When I've seen 3 tickets to our ticket system where the entire system was unable to function any longer due to installing git as a server (not as a client application but server-wide) on a cPanel machine, I will most definitely suggest to people not to install it on cPanel.
Good and timely advice aside, KrystalS is correct I'm afraid Tristan. Not installing GIT it is not a solution to the problem. It is merely an avoidance of a problem that sees cPanel break if you do so. Tour recommendation here may be the correct one, but the number of tickets you quote as reasoning for your recommendation only highlights this avoidance.
This is not to say that this problem lies solely on cPanel's shoulder's. Two systems can simply be incompatible. However in this case we are talking about what is becoming the biggest version control system in the industry. One that runs just fine on the very same server absent of cPanel. In fact it sounds like it runs just fine on the very same server WITH cPanel. It's just that cPanel runs the risk of not functioning at all. While GIT still hums along just fine.

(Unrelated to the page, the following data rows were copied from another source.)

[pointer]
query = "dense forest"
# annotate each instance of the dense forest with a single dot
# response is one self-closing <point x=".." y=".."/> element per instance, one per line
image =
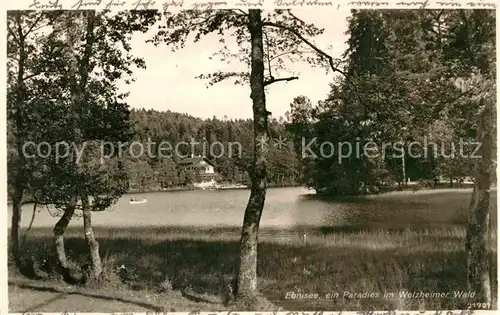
<point x="406" y="88"/>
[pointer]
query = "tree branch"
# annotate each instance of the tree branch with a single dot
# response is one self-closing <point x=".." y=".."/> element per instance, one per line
<point x="273" y="80"/>
<point x="308" y="43"/>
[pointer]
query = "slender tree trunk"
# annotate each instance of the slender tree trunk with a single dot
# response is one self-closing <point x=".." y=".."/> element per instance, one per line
<point x="247" y="271"/>
<point x="478" y="233"/>
<point x="59" y="229"/>
<point x="16" y="225"/>
<point x="95" y="258"/>
<point x="20" y="178"/>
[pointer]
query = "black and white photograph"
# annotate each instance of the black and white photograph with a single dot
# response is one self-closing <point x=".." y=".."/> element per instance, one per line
<point x="217" y="158"/>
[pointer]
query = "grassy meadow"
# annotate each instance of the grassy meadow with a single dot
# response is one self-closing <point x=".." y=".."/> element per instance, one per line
<point x="179" y="268"/>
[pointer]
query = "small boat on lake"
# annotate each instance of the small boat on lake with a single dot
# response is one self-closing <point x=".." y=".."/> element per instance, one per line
<point x="138" y="201"/>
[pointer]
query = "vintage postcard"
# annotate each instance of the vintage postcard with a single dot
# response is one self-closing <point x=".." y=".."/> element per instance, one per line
<point x="260" y="156"/>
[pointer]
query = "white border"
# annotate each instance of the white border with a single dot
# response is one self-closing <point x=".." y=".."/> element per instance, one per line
<point x="262" y="4"/>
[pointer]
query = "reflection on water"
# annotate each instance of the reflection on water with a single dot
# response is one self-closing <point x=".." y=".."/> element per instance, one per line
<point x="285" y="208"/>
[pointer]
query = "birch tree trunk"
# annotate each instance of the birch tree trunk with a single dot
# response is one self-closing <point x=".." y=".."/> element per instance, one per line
<point x="95" y="258"/>
<point x="19" y="184"/>
<point x="247" y="269"/>
<point x="59" y="229"/>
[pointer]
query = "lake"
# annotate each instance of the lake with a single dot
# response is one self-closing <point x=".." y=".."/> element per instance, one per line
<point x="285" y="208"/>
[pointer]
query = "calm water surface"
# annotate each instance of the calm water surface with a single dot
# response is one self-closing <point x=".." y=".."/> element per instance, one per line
<point x="284" y="208"/>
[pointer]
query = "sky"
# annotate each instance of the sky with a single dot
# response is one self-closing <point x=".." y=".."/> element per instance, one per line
<point x="169" y="81"/>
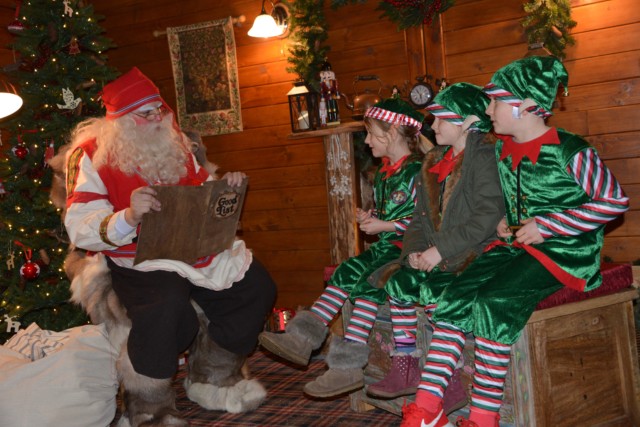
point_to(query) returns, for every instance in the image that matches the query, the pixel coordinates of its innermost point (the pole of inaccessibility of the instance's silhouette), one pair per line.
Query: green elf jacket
(460, 221)
(495, 296)
(394, 199)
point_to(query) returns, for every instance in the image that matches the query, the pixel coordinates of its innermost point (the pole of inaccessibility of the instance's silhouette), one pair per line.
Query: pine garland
(413, 13)
(549, 22)
(308, 26)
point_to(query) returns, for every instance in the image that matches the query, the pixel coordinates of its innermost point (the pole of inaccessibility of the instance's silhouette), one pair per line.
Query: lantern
(303, 108)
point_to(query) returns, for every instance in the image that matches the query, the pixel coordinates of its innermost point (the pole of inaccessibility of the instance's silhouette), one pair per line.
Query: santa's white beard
(153, 150)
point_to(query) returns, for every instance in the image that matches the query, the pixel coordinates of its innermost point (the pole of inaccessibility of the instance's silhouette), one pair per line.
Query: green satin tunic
(395, 200)
(495, 296)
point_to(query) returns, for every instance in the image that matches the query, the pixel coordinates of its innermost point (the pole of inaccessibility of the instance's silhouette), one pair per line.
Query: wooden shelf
(330, 130)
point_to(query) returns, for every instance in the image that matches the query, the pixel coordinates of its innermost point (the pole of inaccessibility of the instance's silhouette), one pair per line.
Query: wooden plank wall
(285, 218)
(480, 36)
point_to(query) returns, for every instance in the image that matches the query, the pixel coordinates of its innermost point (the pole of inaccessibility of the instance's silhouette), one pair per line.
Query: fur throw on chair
(217, 379)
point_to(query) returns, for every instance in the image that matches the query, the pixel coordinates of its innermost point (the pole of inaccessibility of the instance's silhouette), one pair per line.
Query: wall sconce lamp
(270, 25)
(10, 101)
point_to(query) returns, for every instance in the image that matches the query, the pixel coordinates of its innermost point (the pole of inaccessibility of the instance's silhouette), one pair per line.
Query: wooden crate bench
(575, 364)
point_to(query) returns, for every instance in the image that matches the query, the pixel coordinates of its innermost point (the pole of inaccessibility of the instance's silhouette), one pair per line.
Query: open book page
(195, 221)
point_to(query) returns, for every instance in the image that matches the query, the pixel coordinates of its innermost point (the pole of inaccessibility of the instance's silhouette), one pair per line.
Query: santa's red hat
(129, 92)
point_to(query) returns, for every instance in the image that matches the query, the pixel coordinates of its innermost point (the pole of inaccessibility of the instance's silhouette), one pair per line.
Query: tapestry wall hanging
(203, 57)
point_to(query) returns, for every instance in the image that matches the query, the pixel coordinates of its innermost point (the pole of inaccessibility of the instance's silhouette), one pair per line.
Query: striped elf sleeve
(607, 199)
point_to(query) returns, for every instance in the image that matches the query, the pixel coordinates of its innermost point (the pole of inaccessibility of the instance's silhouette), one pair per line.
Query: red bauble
(30, 270)
(16, 27)
(20, 151)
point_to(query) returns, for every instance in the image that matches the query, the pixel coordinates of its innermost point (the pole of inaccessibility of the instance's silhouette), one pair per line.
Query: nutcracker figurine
(329, 92)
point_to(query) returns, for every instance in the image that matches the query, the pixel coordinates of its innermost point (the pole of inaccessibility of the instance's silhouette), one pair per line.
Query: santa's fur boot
(303, 334)
(402, 379)
(148, 402)
(346, 360)
(215, 380)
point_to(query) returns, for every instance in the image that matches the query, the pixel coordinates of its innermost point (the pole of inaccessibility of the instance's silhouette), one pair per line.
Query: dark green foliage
(47, 64)
(549, 22)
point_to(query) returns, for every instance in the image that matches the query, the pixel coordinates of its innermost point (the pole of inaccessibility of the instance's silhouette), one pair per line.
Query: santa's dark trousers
(164, 322)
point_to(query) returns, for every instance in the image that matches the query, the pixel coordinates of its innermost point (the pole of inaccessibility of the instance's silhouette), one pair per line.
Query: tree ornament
(20, 151)
(69, 102)
(30, 270)
(44, 256)
(12, 325)
(67, 9)
(11, 258)
(74, 47)
(49, 152)
(16, 26)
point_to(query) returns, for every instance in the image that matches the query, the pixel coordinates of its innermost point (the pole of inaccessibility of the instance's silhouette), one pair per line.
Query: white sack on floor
(74, 386)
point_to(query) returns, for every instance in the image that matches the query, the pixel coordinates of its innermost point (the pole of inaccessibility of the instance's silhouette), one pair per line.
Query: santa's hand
(234, 179)
(142, 201)
(529, 233)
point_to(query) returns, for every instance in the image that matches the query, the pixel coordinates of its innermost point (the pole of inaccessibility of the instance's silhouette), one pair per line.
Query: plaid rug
(286, 405)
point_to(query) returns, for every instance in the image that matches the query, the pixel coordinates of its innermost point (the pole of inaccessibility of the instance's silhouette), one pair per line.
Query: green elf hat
(462, 104)
(396, 111)
(534, 78)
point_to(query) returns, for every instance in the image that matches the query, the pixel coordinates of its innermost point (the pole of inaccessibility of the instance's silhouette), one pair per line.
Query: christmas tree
(59, 74)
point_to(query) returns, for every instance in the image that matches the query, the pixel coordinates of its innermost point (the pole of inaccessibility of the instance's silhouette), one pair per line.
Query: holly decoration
(549, 22)
(413, 13)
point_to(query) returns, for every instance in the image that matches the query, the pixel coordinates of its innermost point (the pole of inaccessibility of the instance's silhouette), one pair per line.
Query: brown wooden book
(195, 221)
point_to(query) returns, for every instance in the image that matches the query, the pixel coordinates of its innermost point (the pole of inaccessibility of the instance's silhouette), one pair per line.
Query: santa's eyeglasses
(160, 111)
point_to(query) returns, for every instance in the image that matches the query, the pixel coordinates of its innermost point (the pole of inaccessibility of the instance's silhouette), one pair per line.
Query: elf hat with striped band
(396, 111)
(462, 104)
(535, 77)
(128, 93)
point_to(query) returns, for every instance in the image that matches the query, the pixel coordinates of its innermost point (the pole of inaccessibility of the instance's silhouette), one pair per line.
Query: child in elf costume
(558, 197)
(459, 204)
(393, 128)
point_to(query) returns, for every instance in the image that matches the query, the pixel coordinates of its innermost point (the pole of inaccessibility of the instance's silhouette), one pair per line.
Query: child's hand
(502, 230)
(428, 259)
(363, 215)
(373, 225)
(529, 233)
(414, 259)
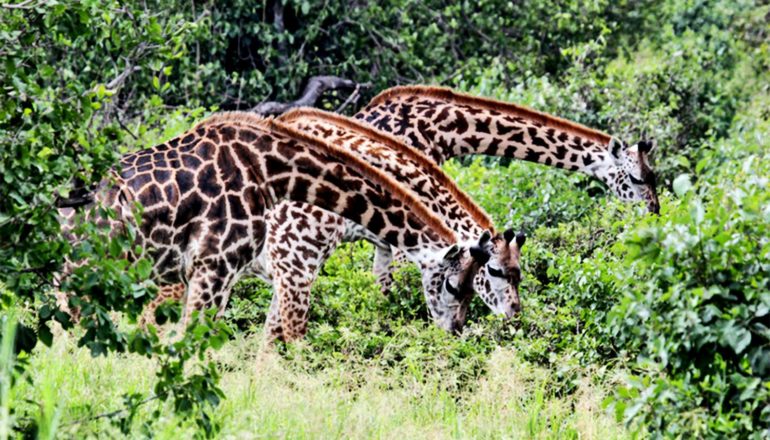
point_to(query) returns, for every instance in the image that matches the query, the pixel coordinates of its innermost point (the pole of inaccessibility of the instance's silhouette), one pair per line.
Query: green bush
(696, 307)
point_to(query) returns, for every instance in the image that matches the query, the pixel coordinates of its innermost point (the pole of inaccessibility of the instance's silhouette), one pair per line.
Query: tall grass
(270, 396)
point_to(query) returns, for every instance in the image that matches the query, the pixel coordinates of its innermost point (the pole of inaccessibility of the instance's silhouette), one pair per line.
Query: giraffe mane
(448, 94)
(233, 117)
(367, 171)
(427, 165)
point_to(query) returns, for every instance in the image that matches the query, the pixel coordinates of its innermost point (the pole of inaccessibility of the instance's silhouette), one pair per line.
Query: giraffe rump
(427, 165)
(450, 95)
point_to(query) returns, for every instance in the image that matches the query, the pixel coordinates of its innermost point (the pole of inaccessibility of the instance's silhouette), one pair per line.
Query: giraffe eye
(497, 273)
(636, 181)
(451, 289)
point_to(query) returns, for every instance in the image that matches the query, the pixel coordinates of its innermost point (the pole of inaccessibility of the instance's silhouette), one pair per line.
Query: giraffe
(291, 257)
(444, 124)
(204, 195)
(408, 166)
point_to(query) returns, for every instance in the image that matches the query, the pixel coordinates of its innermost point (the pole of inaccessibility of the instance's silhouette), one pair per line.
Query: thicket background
(666, 319)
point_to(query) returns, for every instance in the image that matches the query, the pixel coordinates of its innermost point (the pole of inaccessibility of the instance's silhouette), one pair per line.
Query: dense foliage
(668, 315)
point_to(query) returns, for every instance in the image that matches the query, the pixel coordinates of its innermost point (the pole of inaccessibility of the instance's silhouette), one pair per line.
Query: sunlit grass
(270, 396)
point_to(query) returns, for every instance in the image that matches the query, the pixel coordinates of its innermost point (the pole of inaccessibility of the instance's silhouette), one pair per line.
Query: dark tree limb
(280, 28)
(316, 86)
(79, 196)
(74, 202)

It is this latter fact that makes it rather obvious that, although currently the correct action, simply not installing GIT is not any form of a solution. Hopefully that line will change and a discussion emerges (or has already). Because if not, the thing you are forgetting is the two systems are both heavily tied to the development life-cycle of their users, your customers.
And given the emerging prominence of GIT and Github, it's pretty hard to say which system developers and business owners will make do without for the benefits of the other. Given the vast distribution and adoption rate of GIT, I would be a little concerned with this incomparability if I were working at cPanel. Let's be honest, finding web server management software that not only doesn't allow you to use GIT even natively, but also may break your production environment in doing so, will be a bit of a WTF moment for many.